Benjamin Parzybok Interview: “The Hole in the Reef”

benjamin-parzybokRead “The Hole in the Reef” in Reckoning 1 first—this interview has some spoilers.

Michael: We have in these Reckoning 1 interviews done a fair amount of thinking by now about generational understanding of humanity’s interdependence with nature and the conflict, at times epic, ensuing therefrom. “The Hole in the Reef” depicts such a struggle, one that appears to me at least figuratively epic, though when interpreted literally, of tiny, nigh-insignificant scope. There is a piece of what amounts to trash on the floor of the ocean—one piece among untold billions—and the battle father and son fight over it seems to me ultimately futile. What that result signifies for the relationship of father and son, and the relationship of both to the ocean, to the world, isn’t obvious. As the kind of person who picks up trash when he encounters it in the woods, on beaches, at the bottoms of rivers, I am well familiar with the accompanying sense of futility. The next person who comes along will in all likelihood replace that piece of trash with a new one. Another thing I’m afraid I’m in the bad habit of doing in these interviews is asking authors to do the work for me. What does it mean? Is Oliver changed by this experience—demoralized, galvanized? I don’t think his father is. Does that discarded piece of ocean liner or whatever it is signify that it isn’t worth trying to clean up this mess, that we’d be better off letting an older generation habituated to pissing on the natural world drink themselves unconscious and then pushing them over the side?

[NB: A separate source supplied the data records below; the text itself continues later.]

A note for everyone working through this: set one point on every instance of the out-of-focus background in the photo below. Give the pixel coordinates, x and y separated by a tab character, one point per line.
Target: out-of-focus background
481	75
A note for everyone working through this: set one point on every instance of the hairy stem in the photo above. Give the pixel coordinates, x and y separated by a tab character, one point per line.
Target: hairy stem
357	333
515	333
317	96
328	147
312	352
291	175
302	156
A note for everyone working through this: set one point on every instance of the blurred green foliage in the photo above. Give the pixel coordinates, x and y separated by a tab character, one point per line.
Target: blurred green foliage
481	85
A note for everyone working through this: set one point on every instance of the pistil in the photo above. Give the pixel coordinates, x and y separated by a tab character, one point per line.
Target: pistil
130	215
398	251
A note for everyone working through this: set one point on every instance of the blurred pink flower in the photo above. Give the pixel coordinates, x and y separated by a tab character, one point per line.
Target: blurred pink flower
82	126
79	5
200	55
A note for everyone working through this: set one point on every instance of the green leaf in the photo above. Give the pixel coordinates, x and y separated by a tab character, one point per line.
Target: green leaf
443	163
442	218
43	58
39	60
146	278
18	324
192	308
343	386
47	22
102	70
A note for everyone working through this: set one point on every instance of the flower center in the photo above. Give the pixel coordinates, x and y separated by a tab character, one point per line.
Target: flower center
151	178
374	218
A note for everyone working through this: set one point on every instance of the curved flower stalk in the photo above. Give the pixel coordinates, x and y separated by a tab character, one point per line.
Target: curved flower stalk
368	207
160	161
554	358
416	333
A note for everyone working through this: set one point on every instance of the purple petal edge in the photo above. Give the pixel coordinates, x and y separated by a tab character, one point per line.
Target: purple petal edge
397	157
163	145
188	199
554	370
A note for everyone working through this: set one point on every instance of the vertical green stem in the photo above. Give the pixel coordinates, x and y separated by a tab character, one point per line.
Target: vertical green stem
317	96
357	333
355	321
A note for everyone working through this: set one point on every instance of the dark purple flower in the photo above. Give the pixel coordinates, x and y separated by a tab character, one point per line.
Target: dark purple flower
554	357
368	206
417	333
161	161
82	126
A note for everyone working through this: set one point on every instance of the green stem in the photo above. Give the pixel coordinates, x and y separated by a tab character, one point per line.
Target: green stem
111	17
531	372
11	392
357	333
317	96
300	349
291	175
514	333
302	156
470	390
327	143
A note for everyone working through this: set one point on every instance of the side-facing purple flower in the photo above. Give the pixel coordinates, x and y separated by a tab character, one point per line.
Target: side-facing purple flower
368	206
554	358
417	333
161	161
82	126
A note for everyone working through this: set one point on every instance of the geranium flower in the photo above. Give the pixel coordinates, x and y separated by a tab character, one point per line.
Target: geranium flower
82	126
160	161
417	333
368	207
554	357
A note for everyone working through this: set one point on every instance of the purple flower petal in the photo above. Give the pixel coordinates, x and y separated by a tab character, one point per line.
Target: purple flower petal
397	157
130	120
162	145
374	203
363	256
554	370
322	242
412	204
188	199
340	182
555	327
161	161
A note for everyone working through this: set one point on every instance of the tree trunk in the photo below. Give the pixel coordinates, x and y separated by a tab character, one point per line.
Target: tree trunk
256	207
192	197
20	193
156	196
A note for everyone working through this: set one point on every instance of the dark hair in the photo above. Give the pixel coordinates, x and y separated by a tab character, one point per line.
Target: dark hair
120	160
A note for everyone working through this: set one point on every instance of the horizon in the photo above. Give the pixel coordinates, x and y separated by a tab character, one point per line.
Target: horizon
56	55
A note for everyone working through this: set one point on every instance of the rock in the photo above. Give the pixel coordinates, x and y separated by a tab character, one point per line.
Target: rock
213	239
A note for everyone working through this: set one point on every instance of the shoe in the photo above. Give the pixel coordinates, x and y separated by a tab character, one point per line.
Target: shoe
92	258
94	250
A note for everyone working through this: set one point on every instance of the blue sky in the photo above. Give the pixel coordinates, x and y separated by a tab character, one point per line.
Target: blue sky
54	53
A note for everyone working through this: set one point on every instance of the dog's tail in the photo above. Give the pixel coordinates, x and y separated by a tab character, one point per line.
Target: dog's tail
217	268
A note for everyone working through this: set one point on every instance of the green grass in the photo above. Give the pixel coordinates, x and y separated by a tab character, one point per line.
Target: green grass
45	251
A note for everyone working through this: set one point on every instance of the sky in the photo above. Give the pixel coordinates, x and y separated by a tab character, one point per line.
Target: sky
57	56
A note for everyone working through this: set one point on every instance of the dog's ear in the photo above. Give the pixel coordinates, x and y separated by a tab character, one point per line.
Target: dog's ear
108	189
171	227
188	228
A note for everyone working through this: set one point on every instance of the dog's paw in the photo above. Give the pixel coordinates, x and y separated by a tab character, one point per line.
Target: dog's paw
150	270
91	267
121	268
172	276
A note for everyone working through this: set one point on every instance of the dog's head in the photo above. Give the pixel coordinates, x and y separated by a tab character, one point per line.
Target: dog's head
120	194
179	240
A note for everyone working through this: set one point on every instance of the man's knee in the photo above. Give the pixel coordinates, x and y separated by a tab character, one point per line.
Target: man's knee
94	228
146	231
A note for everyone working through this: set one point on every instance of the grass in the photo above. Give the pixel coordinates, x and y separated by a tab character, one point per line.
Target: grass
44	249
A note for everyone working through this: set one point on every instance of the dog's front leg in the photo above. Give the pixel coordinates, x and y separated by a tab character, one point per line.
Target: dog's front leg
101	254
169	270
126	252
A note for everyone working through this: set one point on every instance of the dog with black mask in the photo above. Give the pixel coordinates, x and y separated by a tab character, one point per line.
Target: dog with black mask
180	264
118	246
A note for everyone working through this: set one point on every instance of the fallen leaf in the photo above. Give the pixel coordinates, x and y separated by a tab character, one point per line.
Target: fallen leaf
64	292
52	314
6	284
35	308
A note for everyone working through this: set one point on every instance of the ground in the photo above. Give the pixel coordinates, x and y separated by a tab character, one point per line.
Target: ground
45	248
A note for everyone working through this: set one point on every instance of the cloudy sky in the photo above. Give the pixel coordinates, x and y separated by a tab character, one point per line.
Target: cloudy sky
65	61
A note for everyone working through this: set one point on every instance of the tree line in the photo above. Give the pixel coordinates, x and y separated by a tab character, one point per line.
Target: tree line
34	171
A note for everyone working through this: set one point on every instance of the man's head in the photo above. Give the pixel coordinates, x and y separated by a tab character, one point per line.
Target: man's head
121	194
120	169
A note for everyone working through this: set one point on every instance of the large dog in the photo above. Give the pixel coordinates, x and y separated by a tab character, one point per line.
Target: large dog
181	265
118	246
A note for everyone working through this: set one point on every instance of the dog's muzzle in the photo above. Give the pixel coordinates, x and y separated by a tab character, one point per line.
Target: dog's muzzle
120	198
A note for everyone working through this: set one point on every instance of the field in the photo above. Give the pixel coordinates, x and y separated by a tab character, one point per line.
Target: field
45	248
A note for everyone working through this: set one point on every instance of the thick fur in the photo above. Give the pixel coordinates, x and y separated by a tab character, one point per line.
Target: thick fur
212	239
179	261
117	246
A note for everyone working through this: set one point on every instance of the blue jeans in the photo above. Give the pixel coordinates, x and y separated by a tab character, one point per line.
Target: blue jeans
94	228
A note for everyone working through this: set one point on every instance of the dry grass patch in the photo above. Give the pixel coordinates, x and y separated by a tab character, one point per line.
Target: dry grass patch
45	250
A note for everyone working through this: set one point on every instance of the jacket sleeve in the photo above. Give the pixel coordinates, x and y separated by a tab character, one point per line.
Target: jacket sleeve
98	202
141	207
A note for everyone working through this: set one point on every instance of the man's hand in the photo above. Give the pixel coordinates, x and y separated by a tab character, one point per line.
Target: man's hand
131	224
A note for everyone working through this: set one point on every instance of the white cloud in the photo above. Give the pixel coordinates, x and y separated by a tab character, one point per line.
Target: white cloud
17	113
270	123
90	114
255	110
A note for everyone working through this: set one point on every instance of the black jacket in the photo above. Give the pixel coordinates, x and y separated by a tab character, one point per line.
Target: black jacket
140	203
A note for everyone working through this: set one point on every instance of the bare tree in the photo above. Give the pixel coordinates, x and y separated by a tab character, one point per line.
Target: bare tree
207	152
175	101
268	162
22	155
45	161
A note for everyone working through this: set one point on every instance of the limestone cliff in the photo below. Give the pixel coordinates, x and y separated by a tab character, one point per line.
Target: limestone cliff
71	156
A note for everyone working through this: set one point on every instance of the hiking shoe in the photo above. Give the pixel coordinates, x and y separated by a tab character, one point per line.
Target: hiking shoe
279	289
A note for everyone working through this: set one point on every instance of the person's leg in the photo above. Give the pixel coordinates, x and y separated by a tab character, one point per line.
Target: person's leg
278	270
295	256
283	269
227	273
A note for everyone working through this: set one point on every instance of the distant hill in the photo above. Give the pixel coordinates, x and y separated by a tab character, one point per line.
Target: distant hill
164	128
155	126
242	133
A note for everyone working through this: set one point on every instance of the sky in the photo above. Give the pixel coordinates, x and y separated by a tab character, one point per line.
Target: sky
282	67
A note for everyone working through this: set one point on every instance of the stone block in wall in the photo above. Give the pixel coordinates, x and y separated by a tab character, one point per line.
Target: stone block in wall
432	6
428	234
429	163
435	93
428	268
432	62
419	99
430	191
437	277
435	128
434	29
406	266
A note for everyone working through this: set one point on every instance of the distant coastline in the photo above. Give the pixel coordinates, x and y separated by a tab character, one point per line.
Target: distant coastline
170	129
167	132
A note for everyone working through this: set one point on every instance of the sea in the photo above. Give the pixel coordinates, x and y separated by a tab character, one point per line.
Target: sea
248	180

Ben: The Hole In the Reef has on its surface a story about two generations of men—a father and son—who have very opposite takes on the world. The father is a loner who defines himself by his opposition to nature. He could easily have played a stand-in role for Old Man and the Sea if called upon. He’s not averse to suffering, physically talented, and sees nature as something to be conquered. He’s also a terrible father. His son is clearly involved with people. He’s an urbanite—I don’t get into his backstory terribly far, but I imagine him as the type of individual who shows up on school cleanup days, who is involved in things like neighborhood committees, and who is politically concerned. Metaphorically, his father is the hunter, he is the gardener—I express this via his desire to have his own children experience a different life:

He vowed that thirty-five years hence, when his two small offspring were grown and thought of him, their own father, there wouldn’t be a hollowed, rotted acorn in place of their hearts, their real ones having been left abandoned at the bottom of some ocean.

So this is a struggle that plays out on the surface — of the responsibility to those around them, and the responsibility we have toward our environment; i.e. don’t drop your damn anchor in the reef. At one point the father even threatens to sink his own boat, so that his son will have to swim to shore.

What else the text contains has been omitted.